There have been local LLMs is gaining traction This is the last few years and I wanted to see what it was like to build a small building. independent installation for my projects, research and daily work. My gpt-oss20B model was more useful than expected, so I kept it in my rotations instead of throwing it away as a side project.
As strong as local LLMs are, they are they face a fundamental limitation: their knowledge is frozen during training, so they tend to make things up. They are good for general knowledge and structured tasks, but not very reliable for anything that depends on recent or current information.
But there is a solution to this – you can add search tools to your local LLM as MCP servers, allowing them to retrieve real-time data. Brave Search MCP was recommended to me and since I already use Brave Browser it was a good fit. Setting it up was quicker than I expected and it makes a real difference to the way my local LLM responds…
Brave Quest MCP
Allows local LLMs to access real-time web results
The Brave Search MCP is like a bridge between the native LLM (or whatever AI you build it with) and the Brave Search engine. It uses the Brave Search API to query the search index, and the MCP server handles communication so your model can feed fresh data directly into its responses.
The benefit is mainly to mix the model’s pre-processed data with current news, trends or updates – all managed locally and privately without depending on a cloud service. For anyone who occasionally gets frustrated with the trouble of fixing something when local models don’t have internet access, adding Brave Search via MCP closes that gap, putting you in control of the setup.
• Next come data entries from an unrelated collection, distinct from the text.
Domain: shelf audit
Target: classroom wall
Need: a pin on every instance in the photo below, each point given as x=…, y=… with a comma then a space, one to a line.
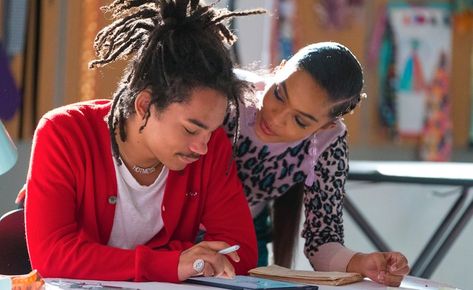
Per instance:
x=367, y=138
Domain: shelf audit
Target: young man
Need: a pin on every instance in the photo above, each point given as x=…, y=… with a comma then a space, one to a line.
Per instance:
x=117, y=189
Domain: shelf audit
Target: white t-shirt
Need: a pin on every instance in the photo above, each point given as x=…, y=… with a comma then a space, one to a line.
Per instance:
x=138, y=209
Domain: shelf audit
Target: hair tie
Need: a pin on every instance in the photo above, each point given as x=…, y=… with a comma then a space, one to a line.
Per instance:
x=170, y=22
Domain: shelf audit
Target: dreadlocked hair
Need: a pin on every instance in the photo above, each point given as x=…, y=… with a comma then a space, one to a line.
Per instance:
x=176, y=46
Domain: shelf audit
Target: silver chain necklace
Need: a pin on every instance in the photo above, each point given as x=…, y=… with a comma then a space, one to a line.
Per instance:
x=142, y=170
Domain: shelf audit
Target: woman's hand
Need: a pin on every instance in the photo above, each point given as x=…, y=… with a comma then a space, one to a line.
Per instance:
x=215, y=264
x=388, y=268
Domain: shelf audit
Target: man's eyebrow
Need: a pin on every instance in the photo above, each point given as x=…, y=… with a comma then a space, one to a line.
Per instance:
x=300, y=112
x=198, y=123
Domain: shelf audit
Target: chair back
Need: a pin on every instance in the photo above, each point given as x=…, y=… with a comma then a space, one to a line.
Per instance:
x=14, y=257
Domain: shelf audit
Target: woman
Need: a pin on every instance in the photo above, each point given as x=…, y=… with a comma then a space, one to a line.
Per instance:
x=117, y=189
x=292, y=147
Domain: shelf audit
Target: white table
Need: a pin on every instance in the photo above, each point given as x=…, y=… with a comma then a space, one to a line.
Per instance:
x=410, y=282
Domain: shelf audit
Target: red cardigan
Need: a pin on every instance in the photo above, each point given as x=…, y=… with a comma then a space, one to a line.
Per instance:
x=71, y=189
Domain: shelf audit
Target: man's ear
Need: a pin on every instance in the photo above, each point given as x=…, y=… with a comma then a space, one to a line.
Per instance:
x=142, y=102
x=280, y=66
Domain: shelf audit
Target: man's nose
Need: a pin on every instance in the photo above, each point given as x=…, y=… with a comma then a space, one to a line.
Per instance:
x=279, y=116
x=199, y=146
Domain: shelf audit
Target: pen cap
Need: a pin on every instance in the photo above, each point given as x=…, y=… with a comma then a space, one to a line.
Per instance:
x=8, y=153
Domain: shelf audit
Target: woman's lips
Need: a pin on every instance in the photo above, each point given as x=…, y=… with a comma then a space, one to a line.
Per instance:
x=265, y=128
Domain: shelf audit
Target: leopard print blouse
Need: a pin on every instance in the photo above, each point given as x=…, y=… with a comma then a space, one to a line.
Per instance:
x=267, y=171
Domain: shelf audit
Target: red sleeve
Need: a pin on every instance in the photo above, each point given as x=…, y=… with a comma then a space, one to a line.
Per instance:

Setting up Brave Search MCP with my local model
It’s not as technical as I thought
I’m not a very technical AI user – so I like working with it User-friendly GUIs like LM Studio. And this setup wasn’t as complicated as I expected. The first step was to register for a Bold Search API the key You have to create an account and upload your payment method – but Brave gives you $5 in free monthly credit, which is about 1,000 requests. So your card will not be charged for light to moderate usage. You can also set a limit to avoid exceeding this limit.
Once I had that, I opened my mcp.json file in a text editor – you’ll likely find it in your local LLM runner’s user configuration directory. And then I added this with my Brave API key:
{
"mcpServers": {
"brave-search": {
"command": "npx",
"args": (
"-y",
"@modelcontextprotocol/server-brave-search"
),
"env": {
"BRAVE_API_KEY": "PASTE YOUR API KEY HERE"
}
},"fetch": {
"command": "uvx",
"args": (
"mcp-server-fetch"
)
}
}
}
Also, make sure you have Node.js installed (comes with npx) as well highwhich the server will use to retrieve web results. The latter isn’t necessary for this to work, but it will actually give you more context beyond snippets of search results as it extracts the full content from web pages.
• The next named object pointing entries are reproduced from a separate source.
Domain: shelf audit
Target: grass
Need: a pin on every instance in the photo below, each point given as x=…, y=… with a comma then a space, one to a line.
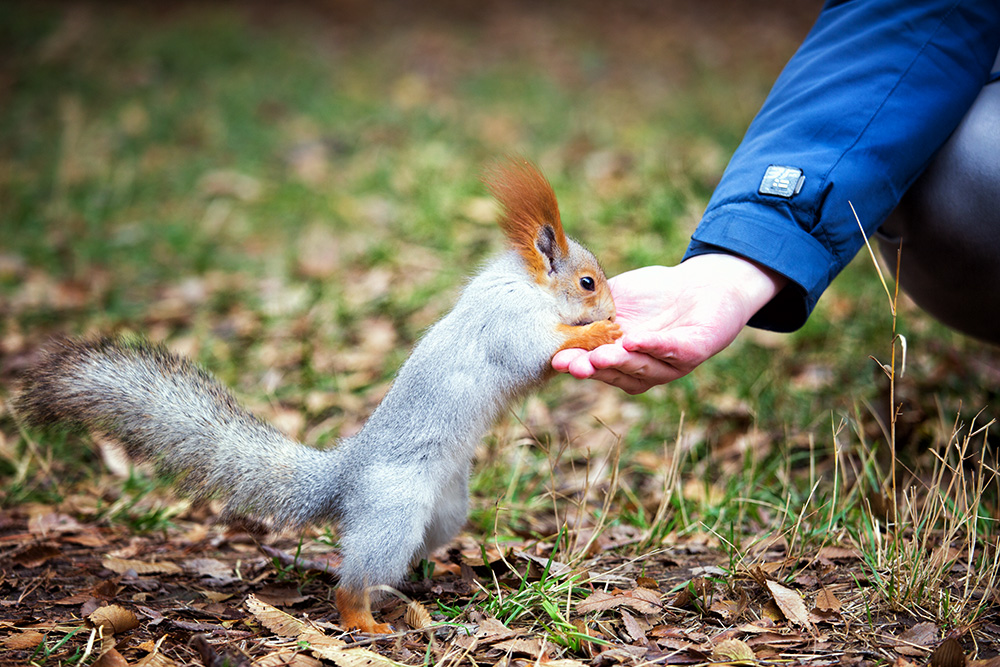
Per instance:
x=290, y=201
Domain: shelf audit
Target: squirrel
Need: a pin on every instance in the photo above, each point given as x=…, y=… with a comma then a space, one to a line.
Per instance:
x=398, y=489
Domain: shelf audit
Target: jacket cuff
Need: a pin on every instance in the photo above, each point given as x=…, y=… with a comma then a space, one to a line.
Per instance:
x=766, y=236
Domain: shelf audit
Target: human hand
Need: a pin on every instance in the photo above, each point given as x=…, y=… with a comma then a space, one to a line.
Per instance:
x=673, y=319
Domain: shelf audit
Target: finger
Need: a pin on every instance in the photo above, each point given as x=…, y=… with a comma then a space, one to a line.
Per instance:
x=563, y=358
x=683, y=356
x=627, y=383
x=580, y=367
x=636, y=364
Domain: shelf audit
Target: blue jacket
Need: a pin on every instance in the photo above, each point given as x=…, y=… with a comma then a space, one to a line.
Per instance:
x=872, y=93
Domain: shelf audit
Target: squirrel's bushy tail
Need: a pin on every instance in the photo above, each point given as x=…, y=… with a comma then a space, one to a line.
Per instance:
x=165, y=409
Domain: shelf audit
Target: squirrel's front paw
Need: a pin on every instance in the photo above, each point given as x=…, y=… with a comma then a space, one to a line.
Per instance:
x=590, y=336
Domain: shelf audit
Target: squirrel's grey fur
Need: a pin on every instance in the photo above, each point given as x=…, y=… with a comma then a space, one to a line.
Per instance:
x=398, y=489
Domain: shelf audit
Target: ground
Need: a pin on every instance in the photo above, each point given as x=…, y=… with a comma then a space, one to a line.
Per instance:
x=289, y=194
Then it’s time to run it in LM Studio. First, you’ll want to enable the MCP Brave Search and Fetch plugins. In my run, they were located at the bottom of the text bar. I had a problem when I first tried to use it, and simply restarting LM Studio was enough to fix it – you can also force restart plugins.
Last but not least: enter a system command that specifies your model to use plugins if necessary. LLM will decide when it needs fresh information, automatically call Brave Search and include the results in its responses. Something like “If you don’t know the answer, use the bold search tool to search the web.”
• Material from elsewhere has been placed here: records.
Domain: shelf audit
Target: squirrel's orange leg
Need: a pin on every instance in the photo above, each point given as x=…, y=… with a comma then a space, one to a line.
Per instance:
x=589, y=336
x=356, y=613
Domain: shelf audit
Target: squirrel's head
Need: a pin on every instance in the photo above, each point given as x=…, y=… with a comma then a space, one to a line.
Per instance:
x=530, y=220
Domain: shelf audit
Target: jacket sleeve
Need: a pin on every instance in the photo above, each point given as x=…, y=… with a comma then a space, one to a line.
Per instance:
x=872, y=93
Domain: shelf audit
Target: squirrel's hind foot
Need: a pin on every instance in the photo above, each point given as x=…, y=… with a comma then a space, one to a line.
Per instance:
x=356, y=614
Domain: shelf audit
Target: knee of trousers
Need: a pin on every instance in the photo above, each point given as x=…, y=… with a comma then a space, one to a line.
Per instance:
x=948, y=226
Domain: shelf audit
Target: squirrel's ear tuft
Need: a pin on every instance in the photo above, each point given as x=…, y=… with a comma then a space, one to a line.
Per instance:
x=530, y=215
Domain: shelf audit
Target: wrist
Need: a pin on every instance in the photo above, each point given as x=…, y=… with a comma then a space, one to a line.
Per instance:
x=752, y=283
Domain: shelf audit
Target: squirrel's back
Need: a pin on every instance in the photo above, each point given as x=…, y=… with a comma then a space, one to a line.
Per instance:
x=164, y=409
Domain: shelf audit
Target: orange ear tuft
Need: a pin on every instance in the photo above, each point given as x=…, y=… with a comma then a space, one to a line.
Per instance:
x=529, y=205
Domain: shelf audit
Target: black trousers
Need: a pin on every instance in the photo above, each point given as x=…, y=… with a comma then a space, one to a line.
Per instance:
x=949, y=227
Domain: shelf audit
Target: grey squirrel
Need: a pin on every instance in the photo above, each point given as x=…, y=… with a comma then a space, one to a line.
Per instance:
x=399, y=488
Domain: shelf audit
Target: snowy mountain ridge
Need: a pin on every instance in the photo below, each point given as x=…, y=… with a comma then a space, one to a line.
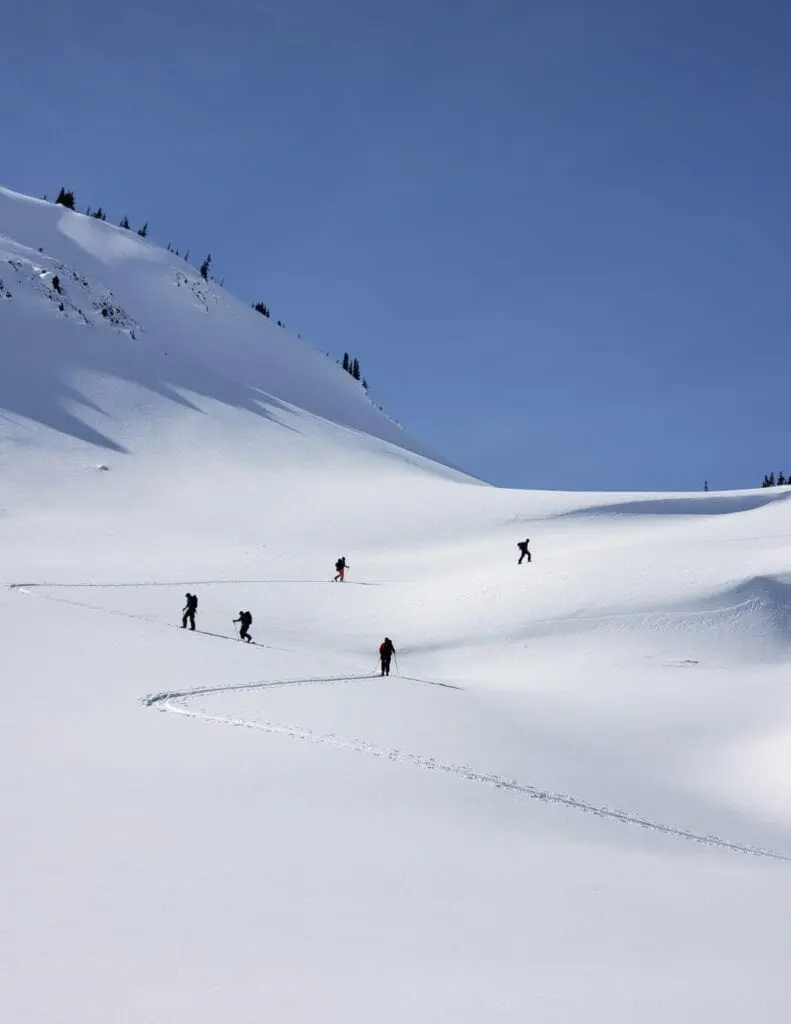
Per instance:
x=106, y=299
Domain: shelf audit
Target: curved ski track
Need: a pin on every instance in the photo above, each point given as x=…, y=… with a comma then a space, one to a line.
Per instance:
x=176, y=701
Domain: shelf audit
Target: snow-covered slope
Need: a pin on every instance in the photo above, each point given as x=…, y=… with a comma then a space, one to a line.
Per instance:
x=570, y=801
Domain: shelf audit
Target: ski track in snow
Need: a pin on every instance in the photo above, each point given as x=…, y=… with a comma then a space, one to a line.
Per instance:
x=176, y=701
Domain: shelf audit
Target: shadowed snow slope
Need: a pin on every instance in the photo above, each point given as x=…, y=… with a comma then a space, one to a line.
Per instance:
x=569, y=802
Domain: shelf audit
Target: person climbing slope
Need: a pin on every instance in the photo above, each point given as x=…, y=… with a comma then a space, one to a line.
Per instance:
x=245, y=622
x=189, y=610
x=386, y=650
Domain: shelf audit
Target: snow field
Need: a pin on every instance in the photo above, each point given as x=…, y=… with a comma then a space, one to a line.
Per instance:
x=295, y=838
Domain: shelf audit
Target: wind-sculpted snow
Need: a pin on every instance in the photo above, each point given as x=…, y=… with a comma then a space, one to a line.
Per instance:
x=181, y=701
x=706, y=504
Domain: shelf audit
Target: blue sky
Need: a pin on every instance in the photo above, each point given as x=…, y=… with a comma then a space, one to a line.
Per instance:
x=554, y=233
Using Brave Search on my local model
It was very unpleasant at first until I wrote better instructions
Once everything was set up, I expected Bold Search to work immediately and give me more accurate results. Instead, the first few prompts gave me really weird and more imprecise answers – it returned random bits of text with weird tags, or got stuck in tool call loops without completing the answer. What happened here was that the model knew she had access to the tool, but didn’t know how to use it cleanly. So instead of calling Brave and getting a result, it would either expose the raw tool call or keep trying the process over and over again.
Ironically, this happened when I specifically instructed my model to call the Brave phone. The solution was simple: using more natural cues. The first encouraging method I experimented with was asking him for information I knew wouldn’t be in the database, like “2026 design trends,” but without mentioning Brave. Started calling Brave right away and gave me fast and accurate results with quotes.
But you need to actually get useful answers give structure to your wishes and include everything you expect your model to achieve. This is the nature of working with on-premises LLMs, as they are a bit factual and don’t infer context as well as cloud models.
Another technique is to use freshness triggers; this includes “last, latest, currently, etc.” may include words like This can cause your model to call Brave. Limiting the scope also helps – asking for two or three results instead of “top 10” or “everything trending” helps avoid long tool calls.
I am improving my native model with a simple tool
Adding the Bold Search MCP to the local LLM didn’t make it a completely perfect system, but it did address one of its biggest weaknesses. Instead of relying purely on static knowledge and tweaking something every now and then, there is now a way to attract not only current data, but also more niche data that it never had to begin with. The installation itself was simple – a motivating experience that took a minute to figure out. Once I ironed out the instructions and found what worked, the results were consistent enough to trust.